12. ## Re: Differential equation for electrical circuit

Originally Posted by MarkFL
Continuing where I left off, we can rewrite the ODE as:

$\displaystyle \frac{d}{dt}\left(e^{\Large\frac{R}{L}t}I\right)= \frac{E}{L}e^{\Large\frac{R}{ L}t}$

Integrating with respect to $\displaystyle t$, we find:

$\displaystyle e^{\Large\frac{R}{L}t}I=\frac{E}{R}e^{\Large\frac{ R}{ L}t}+c_1$

Hence:

$\displaystyle I(t)=\frac{E}{R}+c_1e^{-\Large\frac{R}{L}t}$

Now, given $\displaystyle I(0)=0$, we then find:

$\displaystyle I(0)=\frac{E}{R}+c_1=0\implies c_1=-\frac{E}{R}$

And so the solution to the given IVP is:

$\displaystyle I(t)=\frac{E}{R}-\frac{E}{R}e^{-\Large\frac{R}{L}t}=\frac{E}{R}\left(1-e^{-\Large\frac{R}{L}t}\right)$

Can you determine the limiting value?
Hello,
I am very sorry for not adding constant of integration to my general solution. By the way, Current's limiting value is $\frac{t*E}{L}$. If we plug in E=110 volts and L=4 Henrys into this limiting value equation assuming t=1, we get 0.2. Now when does the current reach 90% of its limiting value 0.2? How to answer that question?

13. ## Re: Differential equation for electrical circuit

Originally Posted by Vinod
Hello,
I am very sorry for not adding constant of integration to my general solution.
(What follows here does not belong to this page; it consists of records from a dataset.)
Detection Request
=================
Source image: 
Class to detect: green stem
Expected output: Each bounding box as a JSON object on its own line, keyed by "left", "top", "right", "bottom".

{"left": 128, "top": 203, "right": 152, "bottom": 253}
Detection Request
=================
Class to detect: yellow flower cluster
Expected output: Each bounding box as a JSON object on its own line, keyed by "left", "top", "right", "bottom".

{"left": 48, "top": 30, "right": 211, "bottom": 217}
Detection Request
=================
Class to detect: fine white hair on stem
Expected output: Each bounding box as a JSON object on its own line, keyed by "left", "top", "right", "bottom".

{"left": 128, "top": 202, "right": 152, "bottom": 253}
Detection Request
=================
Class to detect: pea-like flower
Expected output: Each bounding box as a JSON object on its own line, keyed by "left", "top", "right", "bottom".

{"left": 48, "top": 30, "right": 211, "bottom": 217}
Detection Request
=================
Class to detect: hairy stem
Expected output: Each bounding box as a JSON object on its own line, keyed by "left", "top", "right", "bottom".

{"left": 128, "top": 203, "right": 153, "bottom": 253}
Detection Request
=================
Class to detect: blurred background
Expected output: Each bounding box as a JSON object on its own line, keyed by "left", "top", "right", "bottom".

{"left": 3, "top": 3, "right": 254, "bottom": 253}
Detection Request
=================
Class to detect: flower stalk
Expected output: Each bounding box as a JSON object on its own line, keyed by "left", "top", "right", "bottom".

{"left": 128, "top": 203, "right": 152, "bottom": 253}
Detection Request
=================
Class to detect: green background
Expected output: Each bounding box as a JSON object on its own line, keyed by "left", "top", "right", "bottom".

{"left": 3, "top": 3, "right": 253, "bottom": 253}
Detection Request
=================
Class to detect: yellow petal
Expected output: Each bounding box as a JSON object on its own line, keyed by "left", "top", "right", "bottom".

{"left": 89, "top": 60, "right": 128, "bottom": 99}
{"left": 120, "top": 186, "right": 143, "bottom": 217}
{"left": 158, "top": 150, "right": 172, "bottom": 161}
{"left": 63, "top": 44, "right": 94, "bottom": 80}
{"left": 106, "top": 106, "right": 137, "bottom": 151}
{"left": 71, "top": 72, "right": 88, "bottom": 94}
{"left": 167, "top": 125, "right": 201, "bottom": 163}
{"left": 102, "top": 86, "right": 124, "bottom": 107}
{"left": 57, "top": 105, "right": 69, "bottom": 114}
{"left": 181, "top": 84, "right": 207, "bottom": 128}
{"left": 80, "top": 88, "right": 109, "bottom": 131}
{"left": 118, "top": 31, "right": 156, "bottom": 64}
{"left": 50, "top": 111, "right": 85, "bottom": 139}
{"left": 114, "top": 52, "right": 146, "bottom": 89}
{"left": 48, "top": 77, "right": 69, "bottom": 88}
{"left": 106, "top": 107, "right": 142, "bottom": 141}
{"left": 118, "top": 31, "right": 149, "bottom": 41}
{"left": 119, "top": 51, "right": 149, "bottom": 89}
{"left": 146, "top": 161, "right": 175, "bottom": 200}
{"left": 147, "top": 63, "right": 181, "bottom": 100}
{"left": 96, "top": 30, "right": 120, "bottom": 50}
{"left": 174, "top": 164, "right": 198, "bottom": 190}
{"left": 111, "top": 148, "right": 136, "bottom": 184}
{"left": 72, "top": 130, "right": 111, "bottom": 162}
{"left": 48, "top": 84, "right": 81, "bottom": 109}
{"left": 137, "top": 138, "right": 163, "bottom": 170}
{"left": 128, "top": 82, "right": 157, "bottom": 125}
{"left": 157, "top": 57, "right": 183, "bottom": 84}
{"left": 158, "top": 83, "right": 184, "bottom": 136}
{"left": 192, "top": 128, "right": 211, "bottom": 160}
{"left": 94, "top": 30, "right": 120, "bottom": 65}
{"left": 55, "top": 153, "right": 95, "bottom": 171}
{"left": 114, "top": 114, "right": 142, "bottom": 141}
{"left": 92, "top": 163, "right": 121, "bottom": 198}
By the way, Current's limiting value is $\frac{t*E}{L}$.

14. ## Re: Differential equation for electrical circuit

The limiting value is:

$\displaystyle \lim_{t\to\infty}I(t)=\lim_{t\to\infty}\left(\frac {E}{R}\left(1-e^{-\Large\frac{R}{L}t}\right)\right)=\,?$

15. ## Re: Differential equation for electrical circuit

Originally Posted by Walagaster
I am very sorry for posting wrong answer as well as making some arithmetic error. By the way, Current's limiting value is $\frac{E}{R}$ assuming $t\rightarrow \infty$ If we plug in E=110 volts, and R=550 ohms, we get 0.2. Now when does current reaches its limiting value 0.2?